- Developer: Avatar Reality
- Designer: Kaz Hashimoto
- Engine: CryEngine 2
- Platforms: Microsoft Windows, iOS
- Release: September 2, 2009 (open beta)
- Genres: Virtual world, MMOG
- Mode: Multiplayer

= Blue Mars (video game) =

Blue Mars, a 3D massively multiplayer virtual world platform developed by Hawaii-based Avatar Reality, allows 3rd parties to create virtual worlds, MMOG games, simulations, shops, businesses, entertainment venues, clothing, custom avatars, furniture, virtual homes, and other items. It consists of four main parts: the client software, the Sandbox Editor SDK suite, the website, and the host servers.
It is often compared to Second Life, since both are virtual social worlds allowing user-created content.
According to Jim Sink, CEO of Avatar Reality, "Blue Mars was inspired by a vision of the future when the power to terraform whole worlds is within our grasp. The name Blue Mars represents possibility and hope."

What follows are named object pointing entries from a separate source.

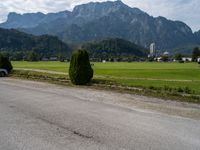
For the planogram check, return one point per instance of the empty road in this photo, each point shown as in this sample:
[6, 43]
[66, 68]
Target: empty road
[42, 116]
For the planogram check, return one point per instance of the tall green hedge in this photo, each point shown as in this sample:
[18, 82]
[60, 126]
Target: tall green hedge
[80, 70]
[5, 63]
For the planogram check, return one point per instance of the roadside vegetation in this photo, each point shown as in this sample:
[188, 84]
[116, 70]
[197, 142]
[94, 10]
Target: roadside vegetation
[5, 63]
[167, 80]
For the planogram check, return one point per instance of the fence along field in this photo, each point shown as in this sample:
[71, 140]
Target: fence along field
[183, 78]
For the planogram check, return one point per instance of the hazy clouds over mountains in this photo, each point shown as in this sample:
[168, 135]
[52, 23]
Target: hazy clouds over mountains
[184, 10]
[97, 21]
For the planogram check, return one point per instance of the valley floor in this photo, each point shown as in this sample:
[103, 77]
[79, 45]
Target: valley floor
[35, 115]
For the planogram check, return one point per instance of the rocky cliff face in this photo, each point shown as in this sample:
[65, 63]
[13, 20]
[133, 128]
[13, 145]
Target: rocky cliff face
[96, 21]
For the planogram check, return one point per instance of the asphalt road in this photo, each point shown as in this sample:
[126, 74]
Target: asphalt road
[41, 116]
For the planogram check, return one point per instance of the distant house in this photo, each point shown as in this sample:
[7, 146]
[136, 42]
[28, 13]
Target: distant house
[45, 59]
[166, 53]
[159, 59]
[187, 59]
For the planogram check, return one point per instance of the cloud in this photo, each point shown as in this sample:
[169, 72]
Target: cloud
[184, 10]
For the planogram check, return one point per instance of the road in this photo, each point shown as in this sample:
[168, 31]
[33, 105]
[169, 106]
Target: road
[41, 116]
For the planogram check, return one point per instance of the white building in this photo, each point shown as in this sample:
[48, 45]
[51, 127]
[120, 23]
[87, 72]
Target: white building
[166, 53]
[152, 50]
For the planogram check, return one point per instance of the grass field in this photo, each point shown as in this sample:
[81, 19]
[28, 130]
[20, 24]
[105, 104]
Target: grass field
[169, 76]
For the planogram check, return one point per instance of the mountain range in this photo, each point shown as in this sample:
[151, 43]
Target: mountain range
[97, 21]
[13, 41]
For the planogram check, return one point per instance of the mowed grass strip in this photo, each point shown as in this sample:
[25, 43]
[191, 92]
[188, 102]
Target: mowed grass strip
[137, 74]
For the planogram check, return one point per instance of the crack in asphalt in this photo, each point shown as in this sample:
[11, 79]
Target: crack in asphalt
[77, 133]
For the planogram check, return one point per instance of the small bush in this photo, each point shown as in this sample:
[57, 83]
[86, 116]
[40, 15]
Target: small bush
[80, 70]
[5, 63]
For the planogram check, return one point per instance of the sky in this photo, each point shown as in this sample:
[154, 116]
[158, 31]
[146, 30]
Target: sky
[183, 10]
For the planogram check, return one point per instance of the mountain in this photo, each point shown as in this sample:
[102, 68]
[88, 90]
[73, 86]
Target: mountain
[97, 21]
[30, 20]
[13, 41]
[115, 48]
[197, 36]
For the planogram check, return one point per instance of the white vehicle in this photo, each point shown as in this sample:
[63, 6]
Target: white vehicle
[3, 72]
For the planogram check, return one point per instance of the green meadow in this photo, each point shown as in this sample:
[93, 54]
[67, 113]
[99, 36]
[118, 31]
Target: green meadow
[156, 75]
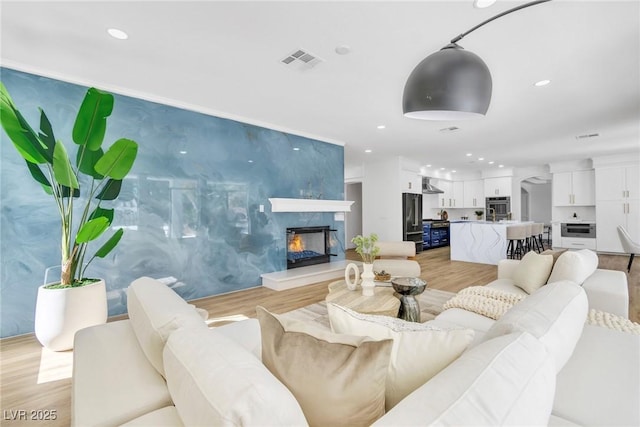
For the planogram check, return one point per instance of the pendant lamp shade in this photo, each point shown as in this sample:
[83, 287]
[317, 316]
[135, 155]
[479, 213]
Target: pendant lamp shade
[451, 84]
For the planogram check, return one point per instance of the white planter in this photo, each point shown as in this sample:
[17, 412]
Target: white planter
[367, 284]
[60, 313]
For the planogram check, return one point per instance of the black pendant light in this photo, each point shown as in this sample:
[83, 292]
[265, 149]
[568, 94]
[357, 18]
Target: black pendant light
[451, 84]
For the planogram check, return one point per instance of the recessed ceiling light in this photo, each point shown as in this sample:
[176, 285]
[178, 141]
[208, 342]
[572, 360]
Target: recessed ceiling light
[117, 34]
[481, 4]
[343, 49]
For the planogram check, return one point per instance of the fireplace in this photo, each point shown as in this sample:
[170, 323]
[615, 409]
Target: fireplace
[308, 246]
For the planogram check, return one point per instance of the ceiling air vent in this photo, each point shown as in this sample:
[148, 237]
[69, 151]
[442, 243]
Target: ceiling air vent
[587, 136]
[301, 60]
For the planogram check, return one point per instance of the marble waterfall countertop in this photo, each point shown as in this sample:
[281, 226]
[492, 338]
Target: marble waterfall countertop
[484, 242]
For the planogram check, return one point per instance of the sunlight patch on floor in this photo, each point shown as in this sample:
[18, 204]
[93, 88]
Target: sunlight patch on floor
[226, 319]
[55, 365]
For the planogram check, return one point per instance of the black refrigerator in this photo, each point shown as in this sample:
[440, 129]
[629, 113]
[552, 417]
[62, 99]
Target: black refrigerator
[412, 213]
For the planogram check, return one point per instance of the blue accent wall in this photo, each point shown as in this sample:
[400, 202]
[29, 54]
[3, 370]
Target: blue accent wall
[190, 206]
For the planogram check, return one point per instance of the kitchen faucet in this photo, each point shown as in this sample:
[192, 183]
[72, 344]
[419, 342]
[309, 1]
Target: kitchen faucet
[493, 214]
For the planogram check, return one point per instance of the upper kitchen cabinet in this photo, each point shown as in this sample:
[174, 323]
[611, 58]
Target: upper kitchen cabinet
[618, 183]
[574, 188]
[410, 182]
[497, 187]
[444, 198]
[474, 194]
[618, 203]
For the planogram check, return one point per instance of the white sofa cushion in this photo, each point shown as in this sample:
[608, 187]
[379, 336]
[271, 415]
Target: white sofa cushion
[555, 314]
[599, 385]
[113, 381]
[533, 271]
[419, 351]
[575, 266]
[337, 379]
[214, 381]
[508, 380]
[165, 417]
[155, 312]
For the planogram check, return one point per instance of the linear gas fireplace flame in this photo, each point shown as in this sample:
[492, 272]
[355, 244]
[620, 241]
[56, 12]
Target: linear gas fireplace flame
[308, 246]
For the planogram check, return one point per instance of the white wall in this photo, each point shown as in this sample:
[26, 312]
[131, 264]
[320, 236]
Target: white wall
[382, 199]
[353, 219]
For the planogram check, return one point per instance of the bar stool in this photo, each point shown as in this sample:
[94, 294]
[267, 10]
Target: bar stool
[536, 237]
[517, 236]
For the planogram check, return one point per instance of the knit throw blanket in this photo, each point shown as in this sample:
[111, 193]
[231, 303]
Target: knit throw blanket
[494, 303]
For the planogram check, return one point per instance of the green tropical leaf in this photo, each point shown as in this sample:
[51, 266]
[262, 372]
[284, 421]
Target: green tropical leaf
[111, 190]
[62, 170]
[110, 244]
[104, 213]
[19, 132]
[46, 134]
[66, 192]
[86, 161]
[91, 121]
[92, 229]
[118, 160]
[39, 176]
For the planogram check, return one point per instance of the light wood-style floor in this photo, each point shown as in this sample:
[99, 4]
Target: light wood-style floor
[34, 379]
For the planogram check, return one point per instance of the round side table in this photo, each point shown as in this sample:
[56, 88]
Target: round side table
[408, 288]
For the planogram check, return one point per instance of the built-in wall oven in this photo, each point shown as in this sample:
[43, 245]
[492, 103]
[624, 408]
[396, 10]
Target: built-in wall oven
[501, 206]
[579, 229]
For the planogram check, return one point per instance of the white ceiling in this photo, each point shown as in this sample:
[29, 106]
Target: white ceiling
[223, 58]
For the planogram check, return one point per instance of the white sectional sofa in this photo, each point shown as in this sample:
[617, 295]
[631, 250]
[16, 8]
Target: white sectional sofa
[536, 365]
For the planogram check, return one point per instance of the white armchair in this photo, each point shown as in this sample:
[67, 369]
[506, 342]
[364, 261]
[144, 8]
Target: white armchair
[630, 247]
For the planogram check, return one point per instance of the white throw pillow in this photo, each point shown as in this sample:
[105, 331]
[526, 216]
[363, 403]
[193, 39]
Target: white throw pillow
[507, 381]
[532, 271]
[419, 351]
[555, 315]
[155, 311]
[213, 381]
[575, 266]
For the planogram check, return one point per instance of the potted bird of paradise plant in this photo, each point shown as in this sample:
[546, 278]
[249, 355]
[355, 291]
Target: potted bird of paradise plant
[78, 191]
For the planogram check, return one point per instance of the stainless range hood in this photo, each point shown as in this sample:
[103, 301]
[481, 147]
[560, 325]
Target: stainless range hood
[428, 188]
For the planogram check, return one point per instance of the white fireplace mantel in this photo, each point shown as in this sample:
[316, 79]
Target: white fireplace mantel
[309, 205]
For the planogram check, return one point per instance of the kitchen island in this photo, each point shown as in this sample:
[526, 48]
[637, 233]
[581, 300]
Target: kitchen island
[484, 242]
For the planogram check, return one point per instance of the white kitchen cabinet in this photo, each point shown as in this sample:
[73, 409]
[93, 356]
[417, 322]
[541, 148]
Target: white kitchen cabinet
[444, 198]
[410, 182]
[618, 203]
[574, 188]
[494, 187]
[474, 194]
[578, 243]
[618, 183]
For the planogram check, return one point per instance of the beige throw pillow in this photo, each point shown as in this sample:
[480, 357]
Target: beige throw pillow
[532, 271]
[575, 266]
[419, 351]
[338, 380]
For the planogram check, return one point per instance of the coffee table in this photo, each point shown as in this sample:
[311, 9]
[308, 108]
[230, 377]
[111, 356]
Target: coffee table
[382, 303]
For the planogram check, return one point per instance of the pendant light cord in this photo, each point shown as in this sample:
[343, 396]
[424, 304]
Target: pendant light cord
[506, 12]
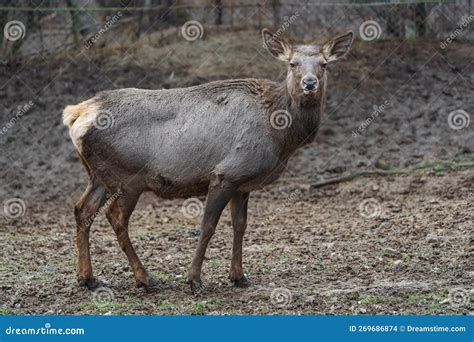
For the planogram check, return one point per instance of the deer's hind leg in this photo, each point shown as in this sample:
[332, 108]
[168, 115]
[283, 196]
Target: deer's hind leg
[238, 208]
[118, 214]
[85, 212]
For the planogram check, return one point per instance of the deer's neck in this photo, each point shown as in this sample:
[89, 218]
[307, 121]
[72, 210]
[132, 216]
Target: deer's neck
[306, 114]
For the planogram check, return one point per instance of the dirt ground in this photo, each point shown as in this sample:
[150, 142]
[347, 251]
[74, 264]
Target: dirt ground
[399, 244]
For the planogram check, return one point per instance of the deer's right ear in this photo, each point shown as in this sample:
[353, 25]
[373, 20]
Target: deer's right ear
[277, 47]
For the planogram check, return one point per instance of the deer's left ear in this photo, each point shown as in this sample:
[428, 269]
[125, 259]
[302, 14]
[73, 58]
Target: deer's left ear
[338, 47]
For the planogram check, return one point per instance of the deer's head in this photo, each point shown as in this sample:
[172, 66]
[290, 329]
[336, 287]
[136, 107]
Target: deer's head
[307, 63]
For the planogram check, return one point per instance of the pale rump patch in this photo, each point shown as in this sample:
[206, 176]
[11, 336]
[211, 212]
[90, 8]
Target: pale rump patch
[80, 118]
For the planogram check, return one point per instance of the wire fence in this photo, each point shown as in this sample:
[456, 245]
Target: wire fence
[49, 26]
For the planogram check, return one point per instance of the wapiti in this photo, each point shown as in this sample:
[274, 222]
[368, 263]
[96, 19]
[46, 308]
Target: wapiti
[224, 139]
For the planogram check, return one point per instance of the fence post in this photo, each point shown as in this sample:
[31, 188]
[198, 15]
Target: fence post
[218, 8]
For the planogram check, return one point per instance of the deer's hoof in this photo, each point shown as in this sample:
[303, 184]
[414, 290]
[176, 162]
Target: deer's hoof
[150, 286]
[197, 286]
[241, 282]
[90, 283]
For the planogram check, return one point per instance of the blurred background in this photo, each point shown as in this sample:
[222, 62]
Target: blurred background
[391, 234]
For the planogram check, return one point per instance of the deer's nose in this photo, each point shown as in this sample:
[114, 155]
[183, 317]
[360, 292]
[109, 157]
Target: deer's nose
[310, 83]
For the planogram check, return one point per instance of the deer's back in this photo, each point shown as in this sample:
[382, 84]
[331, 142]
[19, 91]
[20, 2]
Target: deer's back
[181, 136]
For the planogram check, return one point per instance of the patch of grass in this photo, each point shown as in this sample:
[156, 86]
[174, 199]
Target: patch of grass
[200, 308]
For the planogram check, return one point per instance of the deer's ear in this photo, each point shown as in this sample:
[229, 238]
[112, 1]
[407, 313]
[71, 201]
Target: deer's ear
[277, 47]
[338, 47]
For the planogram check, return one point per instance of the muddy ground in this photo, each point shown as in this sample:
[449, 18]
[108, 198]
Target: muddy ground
[399, 244]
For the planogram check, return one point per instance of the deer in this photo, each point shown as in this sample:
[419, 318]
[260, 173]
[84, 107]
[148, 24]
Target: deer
[222, 139]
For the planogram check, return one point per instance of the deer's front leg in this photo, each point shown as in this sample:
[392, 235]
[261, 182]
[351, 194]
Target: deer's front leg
[239, 224]
[219, 194]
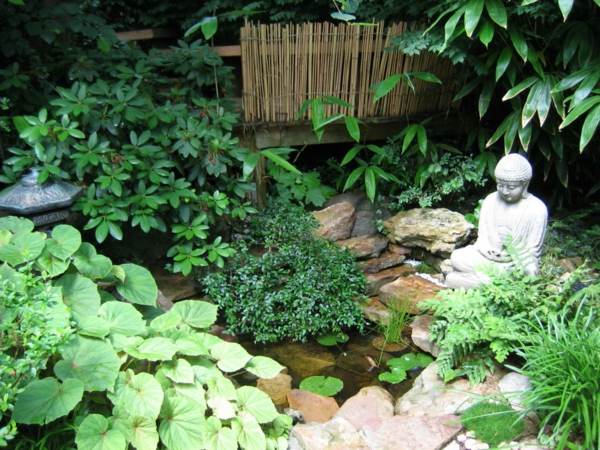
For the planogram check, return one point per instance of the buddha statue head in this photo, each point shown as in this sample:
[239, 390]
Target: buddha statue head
[513, 174]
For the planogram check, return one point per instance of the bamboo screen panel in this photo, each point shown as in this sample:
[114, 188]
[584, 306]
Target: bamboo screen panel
[285, 65]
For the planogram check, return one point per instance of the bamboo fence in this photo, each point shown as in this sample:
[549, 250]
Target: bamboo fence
[283, 66]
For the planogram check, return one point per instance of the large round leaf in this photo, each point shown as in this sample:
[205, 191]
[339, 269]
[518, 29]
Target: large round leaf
[263, 367]
[138, 286]
[122, 318]
[248, 432]
[64, 242]
[182, 423]
[80, 294]
[257, 403]
[217, 437]
[92, 361]
[89, 263]
[322, 386]
[230, 356]
[196, 313]
[140, 394]
[45, 400]
[95, 434]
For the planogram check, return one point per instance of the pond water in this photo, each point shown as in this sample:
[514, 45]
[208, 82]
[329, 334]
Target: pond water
[357, 362]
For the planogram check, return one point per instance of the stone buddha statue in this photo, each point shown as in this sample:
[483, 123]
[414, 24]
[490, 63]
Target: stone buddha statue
[509, 214]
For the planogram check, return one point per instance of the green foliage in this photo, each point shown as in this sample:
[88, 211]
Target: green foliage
[320, 385]
[283, 294]
[561, 354]
[473, 325]
[493, 422]
[121, 379]
[400, 366]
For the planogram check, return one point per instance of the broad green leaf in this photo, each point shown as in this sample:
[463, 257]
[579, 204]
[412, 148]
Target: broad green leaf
[263, 367]
[486, 32]
[153, 349]
[94, 433]
[503, 62]
[23, 248]
[93, 326]
[257, 403]
[385, 86]
[92, 361]
[565, 7]
[497, 12]
[352, 127]
[230, 356]
[122, 318]
[64, 242]
[370, 183]
[518, 42]
[141, 394]
[280, 161]
[45, 400]
[80, 294]
[472, 15]
[248, 432]
[196, 313]
[182, 422]
[138, 286]
[217, 437]
[579, 110]
[589, 127]
[221, 408]
[178, 370]
[89, 263]
[51, 264]
[327, 387]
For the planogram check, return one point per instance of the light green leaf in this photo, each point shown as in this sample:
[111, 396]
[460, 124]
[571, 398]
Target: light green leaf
[385, 86]
[230, 356]
[138, 286]
[80, 294]
[94, 433]
[257, 403]
[122, 318]
[248, 432]
[352, 127]
[472, 15]
[182, 422]
[92, 361]
[45, 400]
[141, 394]
[589, 127]
[497, 12]
[217, 437]
[64, 242]
[280, 161]
[178, 370]
[263, 367]
[196, 313]
[327, 387]
[89, 263]
[153, 349]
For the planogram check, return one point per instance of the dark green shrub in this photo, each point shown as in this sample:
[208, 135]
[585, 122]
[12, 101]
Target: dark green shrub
[303, 285]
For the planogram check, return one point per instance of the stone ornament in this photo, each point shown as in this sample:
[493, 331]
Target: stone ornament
[509, 213]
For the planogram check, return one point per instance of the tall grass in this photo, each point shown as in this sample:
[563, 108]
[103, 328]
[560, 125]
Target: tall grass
[562, 362]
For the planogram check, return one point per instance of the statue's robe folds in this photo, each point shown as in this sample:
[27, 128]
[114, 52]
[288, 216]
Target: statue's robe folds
[525, 221]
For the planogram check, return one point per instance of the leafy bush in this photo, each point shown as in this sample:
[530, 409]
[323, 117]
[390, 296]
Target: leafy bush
[303, 285]
[474, 325]
[493, 422]
[124, 377]
[561, 358]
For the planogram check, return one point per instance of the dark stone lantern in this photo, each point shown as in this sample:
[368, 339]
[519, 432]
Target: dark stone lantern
[44, 204]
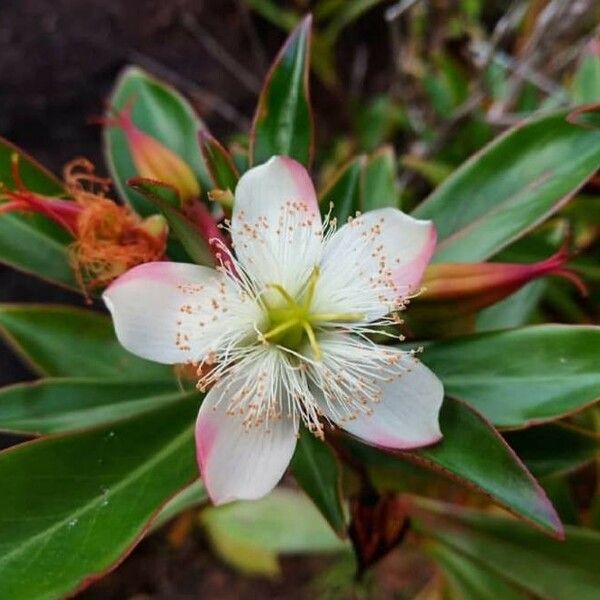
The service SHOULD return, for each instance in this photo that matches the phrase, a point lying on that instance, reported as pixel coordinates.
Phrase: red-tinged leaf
(510, 186)
(474, 454)
(74, 505)
(283, 123)
(32, 243)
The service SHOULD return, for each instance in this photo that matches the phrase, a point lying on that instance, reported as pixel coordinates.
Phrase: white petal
(238, 463)
(401, 396)
(276, 224)
(374, 261)
(173, 312)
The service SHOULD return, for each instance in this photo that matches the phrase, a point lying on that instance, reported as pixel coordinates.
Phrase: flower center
(291, 323)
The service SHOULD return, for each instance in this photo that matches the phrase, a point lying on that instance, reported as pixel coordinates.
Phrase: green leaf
(510, 186)
(32, 243)
(58, 405)
(73, 505)
(474, 454)
(250, 535)
(470, 580)
(586, 83)
(345, 191)
(316, 469)
(380, 187)
(165, 199)
(543, 567)
(189, 497)
(223, 172)
(521, 377)
(554, 449)
(514, 311)
(283, 123)
(61, 341)
(160, 111)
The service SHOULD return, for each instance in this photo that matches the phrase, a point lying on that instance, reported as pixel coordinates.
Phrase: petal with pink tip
(370, 264)
(405, 416)
(174, 312)
(276, 223)
(238, 463)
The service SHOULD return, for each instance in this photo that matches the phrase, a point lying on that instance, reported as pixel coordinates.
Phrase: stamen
(311, 285)
(335, 317)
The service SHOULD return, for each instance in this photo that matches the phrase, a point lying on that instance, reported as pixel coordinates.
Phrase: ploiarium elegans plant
(280, 336)
(379, 358)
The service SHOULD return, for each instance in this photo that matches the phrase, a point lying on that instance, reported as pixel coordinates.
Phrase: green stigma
(292, 324)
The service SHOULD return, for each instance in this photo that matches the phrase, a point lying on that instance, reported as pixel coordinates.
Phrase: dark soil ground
(58, 61)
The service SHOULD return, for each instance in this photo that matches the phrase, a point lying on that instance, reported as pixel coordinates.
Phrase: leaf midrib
(132, 476)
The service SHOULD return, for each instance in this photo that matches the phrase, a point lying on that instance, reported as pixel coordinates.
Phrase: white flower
(281, 336)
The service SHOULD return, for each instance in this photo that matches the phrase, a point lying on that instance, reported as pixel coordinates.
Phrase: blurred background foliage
(430, 82)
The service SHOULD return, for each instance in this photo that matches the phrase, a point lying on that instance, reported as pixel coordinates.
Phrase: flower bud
(153, 160)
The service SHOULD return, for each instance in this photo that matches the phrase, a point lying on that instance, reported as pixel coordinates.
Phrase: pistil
(292, 324)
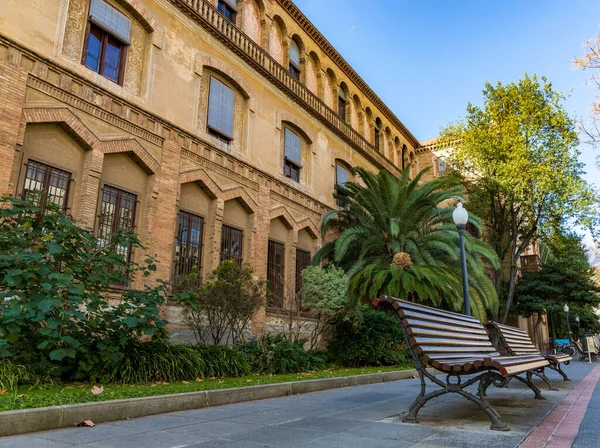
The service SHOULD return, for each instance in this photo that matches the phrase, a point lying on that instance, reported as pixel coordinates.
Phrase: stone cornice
(329, 49)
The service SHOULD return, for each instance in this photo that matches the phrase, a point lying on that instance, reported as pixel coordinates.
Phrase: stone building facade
(214, 128)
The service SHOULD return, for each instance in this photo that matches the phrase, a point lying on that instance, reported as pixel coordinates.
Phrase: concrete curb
(54, 417)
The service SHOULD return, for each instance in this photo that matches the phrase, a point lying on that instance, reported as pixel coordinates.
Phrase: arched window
(228, 8)
(377, 134)
(342, 103)
(294, 60)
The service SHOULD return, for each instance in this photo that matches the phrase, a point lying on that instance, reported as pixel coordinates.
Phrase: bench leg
(542, 374)
(531, 385)
(557, 368)
(485, 380)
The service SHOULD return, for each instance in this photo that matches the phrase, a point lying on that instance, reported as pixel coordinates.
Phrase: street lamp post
(461, 217)
(566, 308)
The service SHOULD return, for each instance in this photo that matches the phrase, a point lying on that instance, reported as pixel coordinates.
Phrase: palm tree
(397, 237)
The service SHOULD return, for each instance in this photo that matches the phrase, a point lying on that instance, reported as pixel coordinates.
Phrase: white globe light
(460, 215)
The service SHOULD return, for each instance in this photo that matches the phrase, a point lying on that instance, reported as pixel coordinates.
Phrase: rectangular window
(220, 110)
(303, 260)
(110, 20)
(117, 212)
(228, 9)
(342, 108)
(441, 165)
(188, 245)
(51, 184)
(341, 177)
(275, 274)
(104, 54)
(292, 155)
(231, 244)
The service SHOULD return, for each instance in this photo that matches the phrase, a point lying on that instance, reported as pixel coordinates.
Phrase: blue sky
(426, 59)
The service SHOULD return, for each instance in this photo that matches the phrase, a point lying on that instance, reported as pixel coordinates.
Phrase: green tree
(518, 158)
(57, 309)
(397, 237)
(566, 277)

== Platform and technology ==
The editor suite is a free download after upgrading to a developer account. It currently consists of nine editors with specialized purposes (Animation, Block, Body, City, Cloth, Furniture, Interior, Item, and Shop), a developer version of the client software for testing, and reference and sample data.

Both the client software and Editor suite utilize the CryEngine 2 rendering engine originally developed by Crytek. The video game Crysis also runs on CryEngine 2. The graphics engine is being modified by Avatar Reality, and features not part of a combat game but needed for a virtual world are being added. Content can be created on many 3rd party 3D and graphics programs so long as they can output a COLLADA interchange file format 3D model or TIFF or Direct Draw Surface image formats. They are then converted to CryEngine native .cgf and .dds formats as needed via the provided development tools.

The host servers deliver city data files, individual item and avatar files, and player interaction and updates when logged in. Currently in the demonstration stage is a "Fusion Render Cloud" system with remote rendering for devices without adequate graphics cards, and without the need for a client download and installation.

==Gameplay==
The game takes place in 2177 on a terraformed Mars.

Avatars can freely move around in locations known as "cities" (similar to "islands" in Second Life), and interact with scripted objects and other avatars. Each location may have custom features added by the city designer for entertainment, game, shopping, business or other uses.
Internal "Blue Mars Dollars" are used for shopping and rentals. They can be bought with real money, earned within Blue Mars, and cashed out by developers via PayPal.

== Development history ==

June 2009 – Avatar Reality started closed beta testing.

September 2, 2009 – Reached "open beta" status, with version 0.5822.

December 17, 2009 – version 0.6589 of the beta software was released. This version added a "places browser", which allows selective downloading of city data, and Flash functionality within the player client. At the same time the website was revamped, new cities opened, and pricing was announced for city hosting.

February 18, 2010 – version 0.7470 was released. This version added a "Body Editor" to create custom Avatars.

April 5, 2010 – version 0.8237 was released. This version added custom hair creation, and improved chat features in the client software. The "world" at this point consists of 15 visitable cities with a small number of activities and working shops.

The development roadmap plans release of more features incrementally. on roughly a six-week cycle.

March 5, 2012 – Ball State University is granted research and development rights to "operate Blue Mars for noncommercial purposes, expand upon the source code, increase its research and academic initiatives, and enhance the community of Blue Mars."

== User statistics ==
As of November 2010, there are approximately 3500 registered users on their beta forums, and approximately 330 developers who are creating cities, games 3D environments, and individual items for Blue Mars. Most of these developers are individuals, small groups or indie game developers. Developer registration is free as is the developer kit, although some external 3D graphics software may require purchase.

==Reception==

Nalates' Things & Stuff Blog noted that registering as a Blue Mars content developer is relatively easy, but creating the content is not so easy, particularly compared to Second Life.

Game designer Raph Koster complimented the graphics and user interface of Blue Mars and compared the business model to that of the There virtual world.